Tienes 12 años y estás encerrada en un cuarto de baño, de dos por dos, mientras en el resto de la casa sólo escuchas gritos y mobiliario roto. Te sientes cobarde y asustada aunque siempre te has creído valiente y fuerte. Acabas de terminar de arreglarte el maldito recogido para el recital de piano pero coges unas tijeras y en varios cortes acabas con él. Después sigues cortando. No lo entiendes pero estás definiendo un dolor al que tu cabeza no sabe poner nombre.

Ese día, además, recibes unos cuantas ostias, por estropear tu precioso pelo, por dañar tu supuesto hermoso vestido de cerezas, por estropear tu precioso día con tu hermosa familia.

Con siete años viste por primera vez a tu madre tirada en el suelo patada tras patada destrozando su estómago, la sangre a borbotones regando su boca. Desde entonces sabes cuándo callar y cuándo hablar. Cuando tener la cama hecha o la habitación recogida. Fuiste la niña más buena, la más callada y siempre sabías cuándo sonreír para que nadie pensara que algo iba mal.

Con 12 años supiste de otra forma de vida o de no vida, el suicidio, que te daba miedo pero que te llamaba la atención. Pero era una buena salida si nadie iba a rescatarte. Nada fue bonito desde entonces, los años transcurrieron en una maraña de besos, alcohol y sexo, alguna droga blanda y alguna ostia de nuevo por dejar de ser la niña buena.

Todo se sucedió en un equilibrio inestable hasta los 17 años. Entonces un lavado de estómago, beber a diario y algunos puntos de sutura te despertaron en una cama de hospital.
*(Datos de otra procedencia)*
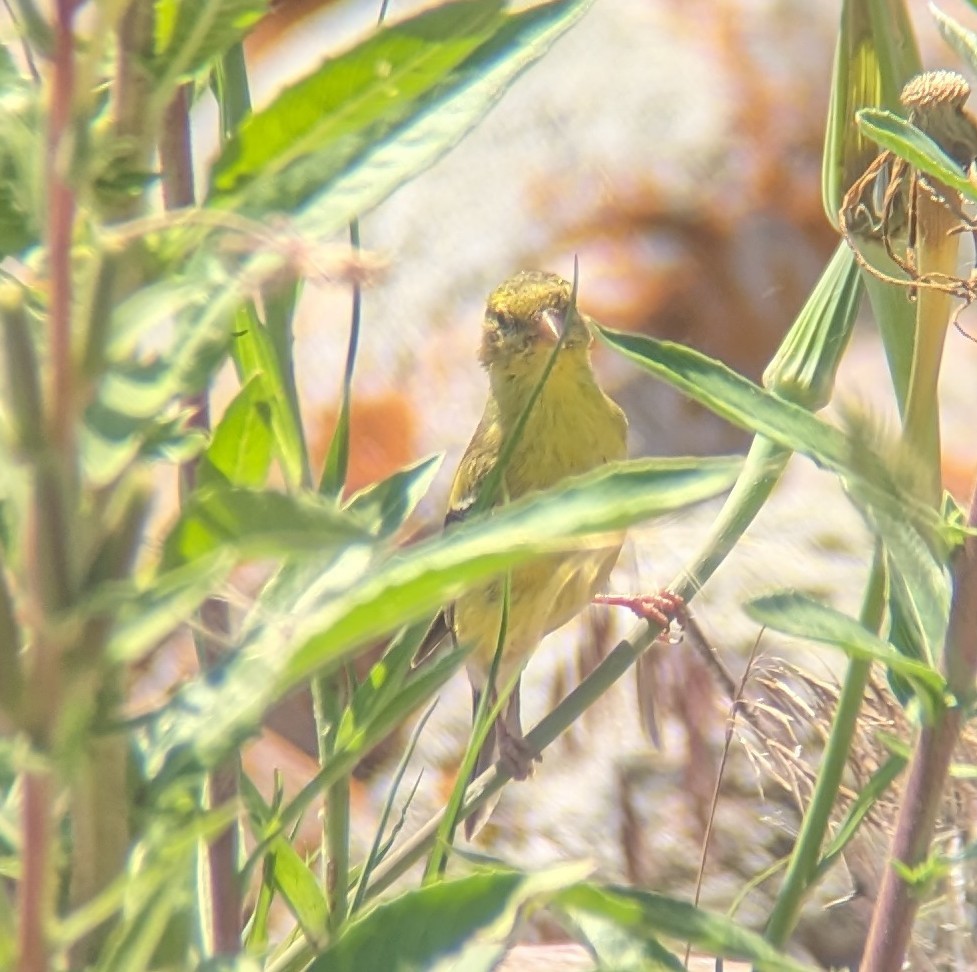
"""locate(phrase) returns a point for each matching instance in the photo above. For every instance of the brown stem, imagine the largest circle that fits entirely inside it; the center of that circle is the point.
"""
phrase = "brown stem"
(897, 903)
(176, 161)
(35, 887)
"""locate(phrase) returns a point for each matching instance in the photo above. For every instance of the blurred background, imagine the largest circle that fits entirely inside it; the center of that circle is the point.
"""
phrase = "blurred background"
(674, 147)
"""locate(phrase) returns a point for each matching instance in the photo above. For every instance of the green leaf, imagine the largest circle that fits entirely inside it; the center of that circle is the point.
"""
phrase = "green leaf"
(917, 148)
(868, 796)
(347, 179)
(300, 889)
(456, 107)
(240, 451)
(191, 35)
(257, 523)
(337, 107)
(465, 923)
(802, 616)
(746, 405)
(21, 149)
(644, 916)
(430, 575)
(619, 949)
(386, 505)
(316, 617)
(111, 439)
(256, 360)
(145, 619)
(876, 54)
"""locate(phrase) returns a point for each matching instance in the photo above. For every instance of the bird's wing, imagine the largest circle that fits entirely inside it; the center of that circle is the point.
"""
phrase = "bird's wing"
(475, 465)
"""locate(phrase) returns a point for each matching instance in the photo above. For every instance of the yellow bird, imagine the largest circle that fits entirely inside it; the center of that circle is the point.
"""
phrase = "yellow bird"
(573, 428)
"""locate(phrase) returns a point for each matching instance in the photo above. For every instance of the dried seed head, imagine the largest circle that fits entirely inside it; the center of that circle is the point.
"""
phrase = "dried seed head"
(935, 104)
(935, 89)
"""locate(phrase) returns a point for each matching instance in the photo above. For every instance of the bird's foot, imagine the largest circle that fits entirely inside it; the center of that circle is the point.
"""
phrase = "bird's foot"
(517, 756)
(662, 608)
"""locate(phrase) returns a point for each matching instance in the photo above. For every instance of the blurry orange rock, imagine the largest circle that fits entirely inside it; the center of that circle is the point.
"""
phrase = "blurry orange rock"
(383, 437)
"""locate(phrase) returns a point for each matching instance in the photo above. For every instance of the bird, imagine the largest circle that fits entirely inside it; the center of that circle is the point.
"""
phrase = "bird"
(572, 427)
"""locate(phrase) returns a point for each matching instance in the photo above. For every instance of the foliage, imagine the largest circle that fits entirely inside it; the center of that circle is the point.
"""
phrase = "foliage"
(117, 320)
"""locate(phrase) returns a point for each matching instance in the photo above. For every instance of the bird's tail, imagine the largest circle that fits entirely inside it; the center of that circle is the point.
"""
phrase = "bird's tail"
(487, 755)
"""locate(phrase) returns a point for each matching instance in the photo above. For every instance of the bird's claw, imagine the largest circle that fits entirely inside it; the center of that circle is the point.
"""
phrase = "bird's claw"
(662, 608)
(517, 756)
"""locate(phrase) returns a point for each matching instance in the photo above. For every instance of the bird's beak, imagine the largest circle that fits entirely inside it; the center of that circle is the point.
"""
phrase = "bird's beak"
(549, 326)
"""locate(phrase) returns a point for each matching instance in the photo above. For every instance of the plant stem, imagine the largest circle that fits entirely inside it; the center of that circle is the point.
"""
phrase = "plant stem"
(225, 906)
(61, 216)
(329, 698)
(898, 901)
(802, 868)
(36, 887)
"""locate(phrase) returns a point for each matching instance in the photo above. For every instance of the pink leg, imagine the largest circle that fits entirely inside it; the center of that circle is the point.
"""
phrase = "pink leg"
(661, 608)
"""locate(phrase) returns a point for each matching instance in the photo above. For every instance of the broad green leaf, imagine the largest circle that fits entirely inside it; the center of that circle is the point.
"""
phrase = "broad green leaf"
(336, 109)
(876, 54)
(340, 185)
(112, 439)
(386, 505)
(357, 740)
(803, 369)
(918, 149)
(152, 897)
(645, 916)
(746, 405)
(413, 585)
(465, 923)
(308, 623)
(256, 360)
(802, 616)
(240, 451)
(300, 888)
(257, 523)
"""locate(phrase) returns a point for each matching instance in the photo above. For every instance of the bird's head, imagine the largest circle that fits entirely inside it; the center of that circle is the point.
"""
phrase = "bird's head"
(525, 318)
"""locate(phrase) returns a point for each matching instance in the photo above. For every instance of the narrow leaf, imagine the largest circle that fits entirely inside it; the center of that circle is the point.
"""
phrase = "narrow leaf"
(240, 451)
(257, 524)
(802, 616)
(645, 916)
(917, 148)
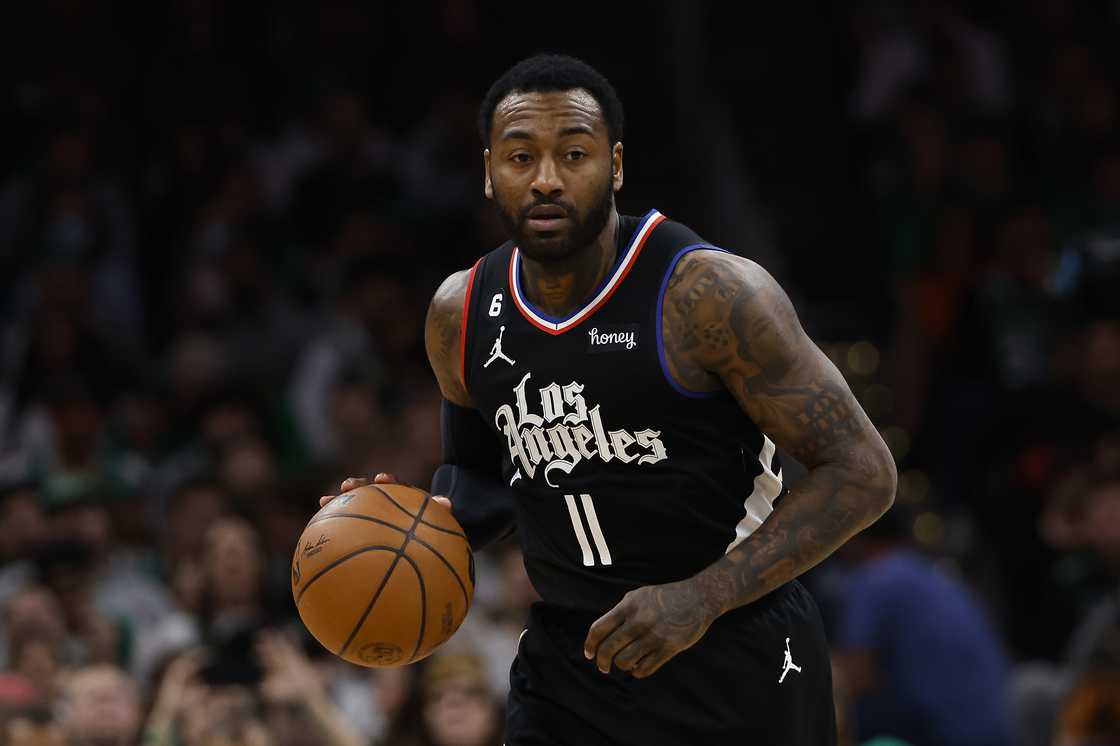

Antes ya habías visitado a una psicóloga inepta que te trató una depresión inexistente, una zorra mal nacida que no te hizo caso alguno y contaba las horas de consulta. Ahora volvían con la depresión, con la ansiedad. Fármacos que no saciaban tu sed de muerte.

Entre tanto, en un bar tras las clases, sola, bebiste hasta que el camarero en un intento de abusar de ti acaba desangrado entre billetes de 50 euros. Poético pensar en el homenaje que vas a darte a costa de este imbécil inocente. Recoges los billetes, la caja y las mejores botellas, pero dejas propina, como agradecimiento.

Por fin llegó el tratamiento adecuado. El diagnóstico adecuado. No pararon, de golpe los cortes ni sentirte fuera de tu cuerpo como si todo formara parte de una película mala francesa. Pero ahora tienes la esperanza de que en algún momento todo pasará. Ya no rompes platos, ya no gritas a destiempo. Ahora todo está en tu cabeza, pero si pudiste con aquello con esto también.